An international practical seminar titled "Potato and Vegetable Crop Nematodes: Diagnosis and Control Measures" was held for farmers from the Pavlodar Region at Toraighyrov University.

 

LLP "Eurasia Crop Care" in collaboration with Toraighyrov University organized training for agricultural producers on methods for identifying plant parasitic nematodes. Developing joint educational programs is a priority direction for bridging the education system and agribusiness, promoting innovative developments in production across the fields of Kazakhstan.

Leading experts in the field of phytonematodes were invited to conduct the seminar.

"The guest seminar with such high-class specialists became possible thanks to our cooperation with 'Eurasia Crop Care.' The company, which is successfully operating in the domestic agro-industrial market, is interested in the industry being replenished with real professionals.

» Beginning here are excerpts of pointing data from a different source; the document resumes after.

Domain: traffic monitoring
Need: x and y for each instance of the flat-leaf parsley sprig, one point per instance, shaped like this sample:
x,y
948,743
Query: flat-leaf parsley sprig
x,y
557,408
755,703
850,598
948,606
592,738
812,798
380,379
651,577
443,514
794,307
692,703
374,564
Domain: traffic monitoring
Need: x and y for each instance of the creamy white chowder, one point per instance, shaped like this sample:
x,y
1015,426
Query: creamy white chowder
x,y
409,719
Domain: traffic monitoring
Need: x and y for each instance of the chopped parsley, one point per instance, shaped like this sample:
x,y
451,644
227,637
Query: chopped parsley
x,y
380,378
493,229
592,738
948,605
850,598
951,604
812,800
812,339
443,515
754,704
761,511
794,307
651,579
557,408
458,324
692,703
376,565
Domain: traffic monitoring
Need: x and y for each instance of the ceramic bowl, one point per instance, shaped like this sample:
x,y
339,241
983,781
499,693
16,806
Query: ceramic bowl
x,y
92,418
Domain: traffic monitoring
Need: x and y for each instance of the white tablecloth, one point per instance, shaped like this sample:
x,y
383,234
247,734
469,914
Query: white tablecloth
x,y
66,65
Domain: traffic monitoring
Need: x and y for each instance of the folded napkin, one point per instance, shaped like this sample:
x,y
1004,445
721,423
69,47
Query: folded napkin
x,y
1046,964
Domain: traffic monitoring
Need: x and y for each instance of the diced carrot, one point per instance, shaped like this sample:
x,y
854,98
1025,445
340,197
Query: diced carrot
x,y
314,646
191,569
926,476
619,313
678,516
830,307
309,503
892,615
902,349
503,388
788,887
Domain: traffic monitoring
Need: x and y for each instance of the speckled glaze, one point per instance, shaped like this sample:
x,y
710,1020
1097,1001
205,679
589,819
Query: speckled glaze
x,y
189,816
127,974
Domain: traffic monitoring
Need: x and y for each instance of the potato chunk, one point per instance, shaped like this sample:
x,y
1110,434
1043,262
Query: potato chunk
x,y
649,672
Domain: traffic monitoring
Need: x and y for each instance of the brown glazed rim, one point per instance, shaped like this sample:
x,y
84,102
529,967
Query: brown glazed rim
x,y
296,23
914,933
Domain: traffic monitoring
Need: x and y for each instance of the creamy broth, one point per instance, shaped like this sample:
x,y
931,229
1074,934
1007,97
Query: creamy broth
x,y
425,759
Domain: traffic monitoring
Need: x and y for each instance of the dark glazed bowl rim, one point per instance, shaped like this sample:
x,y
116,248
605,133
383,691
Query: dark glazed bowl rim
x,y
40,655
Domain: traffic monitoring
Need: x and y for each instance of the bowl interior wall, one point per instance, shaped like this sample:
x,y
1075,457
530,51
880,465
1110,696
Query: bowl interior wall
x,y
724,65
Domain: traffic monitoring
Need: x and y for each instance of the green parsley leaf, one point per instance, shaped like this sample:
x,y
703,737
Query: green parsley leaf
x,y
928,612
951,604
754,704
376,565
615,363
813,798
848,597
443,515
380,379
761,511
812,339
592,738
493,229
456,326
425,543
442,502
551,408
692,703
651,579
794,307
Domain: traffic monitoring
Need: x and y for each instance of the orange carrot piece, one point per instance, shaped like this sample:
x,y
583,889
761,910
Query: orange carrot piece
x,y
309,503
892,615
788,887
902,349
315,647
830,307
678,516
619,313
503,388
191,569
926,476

This is the essence of our educational model – to educate the youth together with representatives from the real sector of the economy," noted Yerkin Sadykov, the university's rector.

During the training, general issues related to the distribution, biology, harmfulness, and methods of controlling the population of the main groups of parasitic nematodes on agricultural crops, with a focus on potatoes, were discussed.

Scientists from the "Vector" Virology Center developed a biological product based on predatory fungi to fight against plant parasitic nematodes.

The head of the Phytoparasitology Laboratory at the Institute of Ecology and Evolution named after A.N. Severtsov of the Russian Academy of Sciences, Associate Professor of the Department of Plant Protection at the Russian State Agrarian University - Moscow Timiryazev Agricultural Academy, Mikhail Pridannikov, discussed the general principles of classification of plant parasitic nematodes into groups, their morphology and biology, symptoms on plants caused by nematode parasitism, and the main methods of reducing their population and harmfulness in agroecosystems.